The Star-Spangled Banner (La Bannière étoilée)
Écrit par Francis Scott Key après avoir assisté au bombardement de Fort McHenry dans la nuit du 13 au 14 septembre 1814, le texte contient ce passage révélateur :
« And the rockets’ red glare, the bombs bursting in air, Gave proof through the night that our flag was still there. »
« Et l’éclat rouge des fusées, les bombes explosant dans les airs, prouvaient tout au long de la nuit que notre drapeau était toujours là. »
Ce ne sont pas des métaphores poétiques. Key décrit avec précision deux armes bien réelles, employées par la flotte britannique lors de ce bombardement.
Les deux inventeurs derrière ces vers
William Congreve (1772–1828) Officier et ingénieur militaire britannique, il perfectionna à partir de 1804 une roquette de guerre inspirée des fusées indiennes utilisées à Mysore contre les troupes anglaises. La roquette Congrève pouvait atteindre 1 800 toises, soit environ 3,5 km — une portée considérable pour l’époque. Elle fut massivement utilisée lors des guerres napoléoniennes et de la Guerre de 1812.
Henry Shrapnel (1761–1842) Lieutenant-général britannique, il inventa dès 1784 un obus creux rempli de balles de mousquet et d’une charge explosive, conçu pour éclater en plein vol au-dessus des troupes ennemies. L’effet dévastateur de cette bombe à fragmentation lui valut d’entrer dans l’histoire… et dans le dictionnaire : le mot shrapnel porte encore son nom aujourd’hui.
Une source de 1810 qui confirme tout
Le Journal Suisse n° 64 du 10 août 1810 (consultable à letempsarchives.ch) rapportait déjà, citant un journal danois :
« …outre les raquettes à la Congrève dont les Anglois se servent dans les sièges, ils font aussi usage dans les combats d’une nouvelle arme à feu redoutable, appelliée la bombe de Shrapnell, du nom de son inventeur ; elle contient plus de 100 balles de mousquet, qu’elle lance en éclattant à une certaine distance, et qui font un ravage épouvantable. »

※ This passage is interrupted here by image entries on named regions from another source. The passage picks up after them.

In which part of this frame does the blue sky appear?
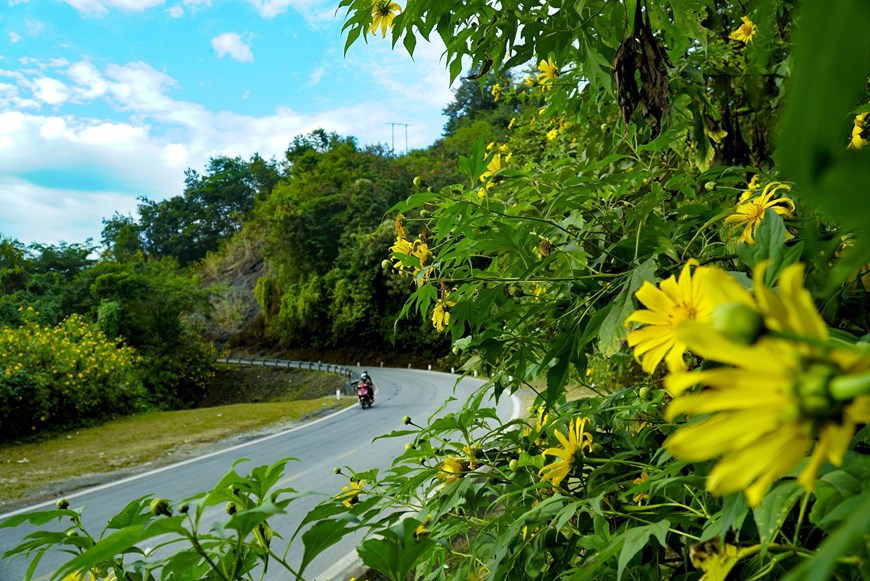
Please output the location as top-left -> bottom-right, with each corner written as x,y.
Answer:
0,0 -> 460,244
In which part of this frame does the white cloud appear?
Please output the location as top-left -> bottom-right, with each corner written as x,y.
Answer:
63,0 -> 164,16
305,67 -> 326,89
33,77 -> 69,105
24,18 -> 45,36
211,32 -> 254,63
0,175 -> 137,244
0,43 -> 453,243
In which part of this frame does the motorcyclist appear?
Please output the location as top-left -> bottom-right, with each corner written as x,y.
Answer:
359,371 -> 375,399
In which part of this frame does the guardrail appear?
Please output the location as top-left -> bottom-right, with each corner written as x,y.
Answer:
217,357 -> 359,395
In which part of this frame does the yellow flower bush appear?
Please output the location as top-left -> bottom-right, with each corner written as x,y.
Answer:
847,113 -> 868,149
538,418 -> 592,486
625,260 -> 748,373
369,0 -> 402,38
728,16 -> 758,44
0,315 -> 144,439
665,264 -> 870,506
336,480 -> 365,508
725,178 -> 794,246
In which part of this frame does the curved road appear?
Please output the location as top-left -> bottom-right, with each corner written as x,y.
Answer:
0,368 -> 518,581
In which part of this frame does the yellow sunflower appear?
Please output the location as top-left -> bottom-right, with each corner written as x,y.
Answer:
538,418 -> 592,486
728,16 -> 758,44
369,0 -> 402,38
847,113 -> 870,149
436,456 -> 467,488
665,265 -> 870,506
336,480 -> 365,508
432,299 -> 456,332
478,151 -> 512,198
725,182 -> 794,246
625,259 -> 751,373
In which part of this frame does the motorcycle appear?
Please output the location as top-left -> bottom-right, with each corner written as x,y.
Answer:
356,381 -> 375,409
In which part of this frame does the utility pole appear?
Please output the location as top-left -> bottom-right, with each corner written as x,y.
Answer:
385,122 -> 411,154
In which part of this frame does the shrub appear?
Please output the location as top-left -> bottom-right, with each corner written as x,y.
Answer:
0,308 -> 145,440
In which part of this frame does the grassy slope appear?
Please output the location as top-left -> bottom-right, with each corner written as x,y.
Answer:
0,367 -> 356,512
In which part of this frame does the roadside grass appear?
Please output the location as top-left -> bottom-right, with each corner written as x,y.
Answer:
0,395 -> 356,512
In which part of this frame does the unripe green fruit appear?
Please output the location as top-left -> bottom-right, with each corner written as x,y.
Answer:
712,303 -> 764,345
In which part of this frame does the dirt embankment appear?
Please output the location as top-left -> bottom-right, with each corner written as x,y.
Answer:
197,365 -> 346,407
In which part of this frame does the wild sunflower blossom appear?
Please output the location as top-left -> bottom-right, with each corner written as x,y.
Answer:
725,182 -> 794,246
538,418 -> 592,486
390,215 -> 432,282
369,0 -> 402,38
847,113 -> 870,149
432,299 -> 456,332
665,264 -> 870,506
436,456 -> 468,488
625,259 -> 750,373
728,16 -> 758,44
478,152 -> 512,198
336,480 -> 365,508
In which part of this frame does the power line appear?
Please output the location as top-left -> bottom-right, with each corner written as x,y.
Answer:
384,121 -> 411,154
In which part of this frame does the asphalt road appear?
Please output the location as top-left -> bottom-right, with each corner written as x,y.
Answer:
0,369 -> 518,581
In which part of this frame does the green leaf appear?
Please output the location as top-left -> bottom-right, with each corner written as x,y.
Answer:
616,519 -> 671,580
785,492 -> 870,581
598,258 -> 656,357
52,516 -> 184,579
357,518 -> 437,581
774,0 -> 870,270
753,480 -> 804,548
298,519 -> 356,576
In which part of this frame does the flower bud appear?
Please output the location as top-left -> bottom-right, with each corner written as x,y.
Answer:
796,363 -> 836,417
712,303 -> 764,345
150,498 -> 172,516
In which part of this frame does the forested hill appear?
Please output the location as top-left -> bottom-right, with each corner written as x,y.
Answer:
0,79 -> 519,437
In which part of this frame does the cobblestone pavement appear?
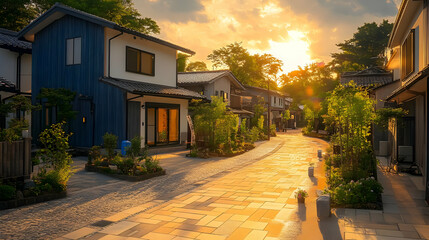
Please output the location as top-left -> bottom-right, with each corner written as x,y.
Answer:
56,132 -> 328,240
0,137 -> 285,239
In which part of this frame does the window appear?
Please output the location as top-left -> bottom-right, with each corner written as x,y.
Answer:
401,29 -> 414,79
126,47 -> 155,76
66,37 -> 82,65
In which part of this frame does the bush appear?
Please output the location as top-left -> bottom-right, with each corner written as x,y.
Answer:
112,155 -> 135,175
88,146 -> 101,164
103,133 -> 118,160
332,177 -> 383,205
0,185 -> 16,201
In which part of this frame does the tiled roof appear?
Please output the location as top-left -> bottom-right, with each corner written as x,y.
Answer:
0,28 -> 31,51
0,77 -> 17,92
341,67 -> 393,87
100,77 -> 206,99
178,70 -> 229,83
18,3 -> 195,54
177,70 -> 244,90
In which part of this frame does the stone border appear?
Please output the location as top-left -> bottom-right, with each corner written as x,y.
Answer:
85,164 -> 166,182
0,191 -> 67,210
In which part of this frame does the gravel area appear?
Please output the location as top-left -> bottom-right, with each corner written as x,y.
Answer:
0,137 -> 283,239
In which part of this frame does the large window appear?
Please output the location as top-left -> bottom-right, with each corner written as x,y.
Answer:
401,29 -> 414,79
66,37 -> 82,65
126,47 -> 155,76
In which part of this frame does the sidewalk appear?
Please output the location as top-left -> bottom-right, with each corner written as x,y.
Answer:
0,138 -> 283,239
58,133 -> 327,240
336,158 -> 429,240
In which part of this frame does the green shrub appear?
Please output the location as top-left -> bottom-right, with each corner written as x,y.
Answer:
112,156 -> 135,175
144,157 -> 162,172
103,133 -> 118,160
332,177 -> 383,205
88,146 -> 101,164
0,185 -> 16,201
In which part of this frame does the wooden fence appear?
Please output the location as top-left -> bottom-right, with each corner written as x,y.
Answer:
0,138 -> 32,179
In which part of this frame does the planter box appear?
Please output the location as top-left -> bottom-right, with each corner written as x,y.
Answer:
0,191 -> 67,210
85,164 -> 166,182
308,167 -> 314,177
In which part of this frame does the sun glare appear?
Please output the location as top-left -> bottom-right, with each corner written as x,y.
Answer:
250,30 -> 313,73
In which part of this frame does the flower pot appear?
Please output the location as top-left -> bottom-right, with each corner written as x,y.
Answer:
308,167 -> 314,177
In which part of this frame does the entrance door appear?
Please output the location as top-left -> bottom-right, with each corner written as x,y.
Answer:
127,102 -> 141,140
146,103 -> 180,146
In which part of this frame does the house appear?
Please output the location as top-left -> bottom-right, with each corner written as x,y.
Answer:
242,85 -> 290,130
178,70 -> 253,124
386,0 -> 429,203
18,3 -> 203,147
0,28 -> 31,128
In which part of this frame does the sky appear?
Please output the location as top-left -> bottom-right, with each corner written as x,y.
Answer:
134,0 -> 401,73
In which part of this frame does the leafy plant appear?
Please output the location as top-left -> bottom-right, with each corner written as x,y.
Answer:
295,188 -> 308,199
0,185 -> 16,201
103,133 -> 118,160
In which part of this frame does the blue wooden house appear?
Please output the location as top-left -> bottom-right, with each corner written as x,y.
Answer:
18,4 -> 204,147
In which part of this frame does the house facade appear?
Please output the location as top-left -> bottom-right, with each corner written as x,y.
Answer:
242,85 -> 290,130
0,28 -> 32,131
386,0 -> 429,203
18,4 -> 203,147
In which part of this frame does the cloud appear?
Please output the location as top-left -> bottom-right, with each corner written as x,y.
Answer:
135,0 -> 398,71
134,0 -> 207,22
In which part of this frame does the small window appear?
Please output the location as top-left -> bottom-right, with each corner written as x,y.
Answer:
401,29 -> 414,79
126,47 -> 155,76
66,37 -> 82,65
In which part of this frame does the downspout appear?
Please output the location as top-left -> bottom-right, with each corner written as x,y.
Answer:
107,32 -> 124,78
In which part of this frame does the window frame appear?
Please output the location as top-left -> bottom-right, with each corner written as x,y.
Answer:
65,37 -> 82,66
401,29 -> 416,80
125,46 -> 155,77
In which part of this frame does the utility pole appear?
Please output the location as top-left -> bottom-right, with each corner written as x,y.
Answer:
267,78 -> 271,141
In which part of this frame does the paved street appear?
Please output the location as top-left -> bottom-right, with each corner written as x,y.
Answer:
0,133 -> 285,239
56,131 -> 330,240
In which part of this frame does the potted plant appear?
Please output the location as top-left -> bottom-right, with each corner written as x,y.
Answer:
308,163 -> 314,177
295,188 -> 308,203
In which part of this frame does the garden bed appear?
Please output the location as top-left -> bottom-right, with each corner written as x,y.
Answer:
0,191 -> 67,210
85,164 -> 166,182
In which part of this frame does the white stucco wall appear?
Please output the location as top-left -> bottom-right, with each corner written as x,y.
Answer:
104,28 -> 176,87
128,93 -> 188,146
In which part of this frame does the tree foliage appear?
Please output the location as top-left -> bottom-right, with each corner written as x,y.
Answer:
207,42 -> 283,89
331,20 -> 393,68
0,0 -> 160,34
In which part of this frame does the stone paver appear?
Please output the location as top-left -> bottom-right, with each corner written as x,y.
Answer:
0,135 -> 283,239
57,132 -> 329,239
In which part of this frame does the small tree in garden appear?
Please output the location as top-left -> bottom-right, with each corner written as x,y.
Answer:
192,97 -> 238,154
35,122 -> 73,191
103,133 -> 118,161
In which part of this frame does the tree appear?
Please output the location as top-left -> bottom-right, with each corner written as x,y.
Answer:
0,0 -> 160,34
185,61 -> 209,72
331,20 -> 393,68
0,0 -> 37,31
207,42 -> 283,89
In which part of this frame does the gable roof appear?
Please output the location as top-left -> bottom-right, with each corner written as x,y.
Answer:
340,67 -> 393,87
17,3 -> 195,54
100,77 -> 206,99
0,28 -> 31,53
177,70 -> 244,90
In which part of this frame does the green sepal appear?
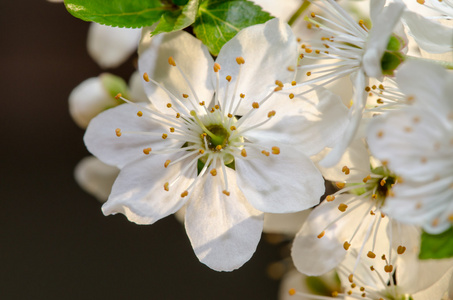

Quatre ans avant Fort McHenry, la presse européenne décrivait déjà ces deux armes avec effroi.
Et Moscou, 1812 ?
Ce tableau représente l’incendie de Moscou, en septembre 1812. Napoléon entre dans la ville le 14 septembre. Dès la nuit suivante, les flammes s’élèvent sur la ville — incendie délibérément ordonné par le gouverneur général Fiodor Rostoptchine pour priver la Grande Armée de tout abri et de toutes ressources. Sur 9 000 bâtiments, environ 6 700 seront réduits en cendres.
Or, à cette date, les roquettes Congrève et les bombes Shrapnel étaient déjà des armes éprouvées, utilisées par les Britanniques depuis plusieurs années. La Russie, alors alliée de l’Angleterre dans la coalition contre Napoléon, avait parfaitement accès à ces technologies. Des roquettes incendiaires lancées depuis les faubourgs sur une ville en bois comme Moscou auraient transformé cette retraite stratégique en enfer encore plus systématique et rapide. Les bombes à fragmentation, quant à elles, auraient pu semer la déroute parmi les colonnes françaises cherchant à se replier dans un ordre déjà bien compromis.
La Grande Armée, qui comptait près de 600 000 hommes à l’entrée en campagne, n’en ramènera que quelques dizaines de milliers. Le froid, la faim et le harcèlement des troupes russes firent l’essentiel du travail. Mais imaginez ce qu’une utilisation coordonnée de ces armes nouvelles aurait pu ajouter au désastre.
L’histoire retient que Napoléon fut vaincu par « le Général Hiver ». Elle oublie souvent de mentionner que les armes capables de le détruire bien plus tôt existaient déjà, et attendaient simplement d’être pleinement exploitées.
Ce que cela nous dit
La nature humaine et son génie destructeur ne datent pas d’hier. Lorsque vous entendrez l’hymne américain, souvenez-vous : derrière ces vers solennels se cachent deux ingénieurs britanniques du début du XIXe siècle, dont les inventions ont changé — et ensanglanté — la façon de faire la guerre.
L’histoire des armes est souvent plus ancienne qu’on ne le croit.
Sources : Journal Suisse, 10 août 1810 — Première édition imprimée de The Star-Spangled Banner (Baltimore, Carrs Music Store) — Portraits de William Congreve et Henry Shrapnel — Peinture : L’incendie de Moscou, 1812.